The second is the decode phase, where the model generates the output one token at a time, with each new token depending on all the tokens before it. This phase is slow because the tokens are produced sequentially, and it is limited mainly by how fast the hardware can move data in and out of memory.
The decode phase is where most of the time goes for typical responses, and its sequential nature is the root of the latency problem.
A response of several hundred tokens requires several hundred sequential steps, and no amount of raw compute can make those steps happen in parallel for a single request.
The second major property is the KV cache, short for key-value cache.
To generate each new token, the model needs information about all the previous tokens.
Rather than recomputing that information every step, the model stores it in the KV cache and reuses it. This is essential for speed, but the cache grows with the length of the sequence and consumes a large amount of GPU memory.
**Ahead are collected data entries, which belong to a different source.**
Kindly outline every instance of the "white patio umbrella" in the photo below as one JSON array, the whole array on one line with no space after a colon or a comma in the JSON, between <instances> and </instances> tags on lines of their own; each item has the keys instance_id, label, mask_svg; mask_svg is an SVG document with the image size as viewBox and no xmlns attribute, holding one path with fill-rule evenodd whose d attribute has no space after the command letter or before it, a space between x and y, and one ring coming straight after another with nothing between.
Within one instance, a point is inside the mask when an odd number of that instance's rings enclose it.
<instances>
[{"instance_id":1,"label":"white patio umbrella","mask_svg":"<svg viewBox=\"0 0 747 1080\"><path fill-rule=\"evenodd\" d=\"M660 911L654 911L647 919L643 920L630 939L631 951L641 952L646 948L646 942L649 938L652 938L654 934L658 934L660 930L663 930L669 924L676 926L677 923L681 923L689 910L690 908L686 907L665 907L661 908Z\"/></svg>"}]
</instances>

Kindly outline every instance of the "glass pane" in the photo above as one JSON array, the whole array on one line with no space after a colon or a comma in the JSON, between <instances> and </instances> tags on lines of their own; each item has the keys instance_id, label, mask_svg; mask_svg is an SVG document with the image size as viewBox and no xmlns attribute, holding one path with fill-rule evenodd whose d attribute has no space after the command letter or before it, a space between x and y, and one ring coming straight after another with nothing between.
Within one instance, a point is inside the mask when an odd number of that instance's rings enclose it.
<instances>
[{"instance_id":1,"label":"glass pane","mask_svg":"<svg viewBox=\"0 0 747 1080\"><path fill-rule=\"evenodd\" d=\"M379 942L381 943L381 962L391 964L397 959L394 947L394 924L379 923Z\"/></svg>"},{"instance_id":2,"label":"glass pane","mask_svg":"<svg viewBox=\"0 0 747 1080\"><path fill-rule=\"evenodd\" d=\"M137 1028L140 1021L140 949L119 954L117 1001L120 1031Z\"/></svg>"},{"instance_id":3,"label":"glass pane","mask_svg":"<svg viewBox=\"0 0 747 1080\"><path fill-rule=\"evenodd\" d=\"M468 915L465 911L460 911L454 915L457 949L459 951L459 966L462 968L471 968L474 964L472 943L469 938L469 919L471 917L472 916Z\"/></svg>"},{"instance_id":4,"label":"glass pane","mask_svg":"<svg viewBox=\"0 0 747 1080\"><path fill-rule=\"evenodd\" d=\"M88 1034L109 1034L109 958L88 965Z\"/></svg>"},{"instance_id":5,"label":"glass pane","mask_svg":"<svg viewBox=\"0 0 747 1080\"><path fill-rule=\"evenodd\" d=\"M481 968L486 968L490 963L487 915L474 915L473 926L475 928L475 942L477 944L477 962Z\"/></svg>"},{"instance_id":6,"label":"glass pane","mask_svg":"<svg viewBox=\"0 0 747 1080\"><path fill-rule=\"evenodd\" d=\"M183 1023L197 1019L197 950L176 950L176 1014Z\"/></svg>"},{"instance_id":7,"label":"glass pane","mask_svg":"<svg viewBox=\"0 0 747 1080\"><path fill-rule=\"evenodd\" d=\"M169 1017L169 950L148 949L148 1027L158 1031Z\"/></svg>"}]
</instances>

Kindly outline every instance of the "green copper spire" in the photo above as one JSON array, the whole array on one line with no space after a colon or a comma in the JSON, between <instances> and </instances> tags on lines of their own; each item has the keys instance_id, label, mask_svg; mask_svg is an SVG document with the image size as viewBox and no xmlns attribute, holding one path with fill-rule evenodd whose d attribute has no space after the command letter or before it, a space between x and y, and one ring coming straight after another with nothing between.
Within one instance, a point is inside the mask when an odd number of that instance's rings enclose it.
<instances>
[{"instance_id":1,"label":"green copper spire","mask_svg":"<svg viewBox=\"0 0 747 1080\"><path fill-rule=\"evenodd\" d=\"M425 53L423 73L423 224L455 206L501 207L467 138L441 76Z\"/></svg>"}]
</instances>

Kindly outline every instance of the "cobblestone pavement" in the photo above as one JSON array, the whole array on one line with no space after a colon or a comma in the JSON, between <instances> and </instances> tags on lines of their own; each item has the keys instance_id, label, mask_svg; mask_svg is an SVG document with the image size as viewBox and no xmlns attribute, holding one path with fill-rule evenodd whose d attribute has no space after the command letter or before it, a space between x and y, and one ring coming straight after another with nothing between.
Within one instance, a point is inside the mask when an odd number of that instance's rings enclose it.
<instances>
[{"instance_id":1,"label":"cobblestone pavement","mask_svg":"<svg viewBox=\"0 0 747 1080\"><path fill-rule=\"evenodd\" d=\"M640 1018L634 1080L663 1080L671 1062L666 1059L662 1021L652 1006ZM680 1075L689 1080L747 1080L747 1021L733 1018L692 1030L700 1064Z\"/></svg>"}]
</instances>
In practice, the KV cache is often the primary thing that limits how many requests a machine can serve at once, because memory runs out before compute does.
The third property is simply that the hardware is expensive and scarce.
Large models run on specialized accelerators that cost a great deal and are in high demand. Every inefficiency translates directly into needing more of this costly hardware, which is why efficiency is not a nicety but a core economic concern.
These three properties, sequential generation, memory-hungry caching, and expensive hardware, are exactly what the four levers address. Each one attacks the cost and latency problem from a different angle.
Pillar 1: Batching, Serving Many Requests at Once
The first lever is batching, which is the single most important technique for raising the throughput of an inference system.
Batching means processing multiple requests together in a single pass through the model rather than one at a time.
The reason batching helps so much comes from how the hardware works.
The accelerators that run large models are built for massive parallelism, and processing a single request leaves most of that capacity idle.
By grouping many requests together and processing them in one pass, the system uses the hardware far more fully, serving many requests for nearly the cost of one. Without batching, an expensive accelerator sits mostly unused, which is enormously wasteful.
The simplest form is static batching, where the system collects a fixed group of requests, processes them together, and waits for all of them to finish before starting the next group. This is better than no batching, but it has a serious flaw for language models. Because different requests generate responses of very different lengths, the whole batch is held up by its longest member.
A batch of ten requests where nine finish quickly and one is long forces the nine finished slots to sit idle until the long one completes, wasting capacity.
The technique that solves this is continuous batching, also called in-flight batching, and it is the standard for modern inference systems.
Instead of waiting for an entire batch to finish, the system works at the level of individual generation steps.
As soon as one request in the batch completes, it leaves, and a new waiting request takes its place immediately.
The batch is continuously refilled rather than processed in fixed groups. This keeps the hardware fully occupied, since finished requests are replaced the instant they complete, and it dramatically increases the number of requests a machine can serve.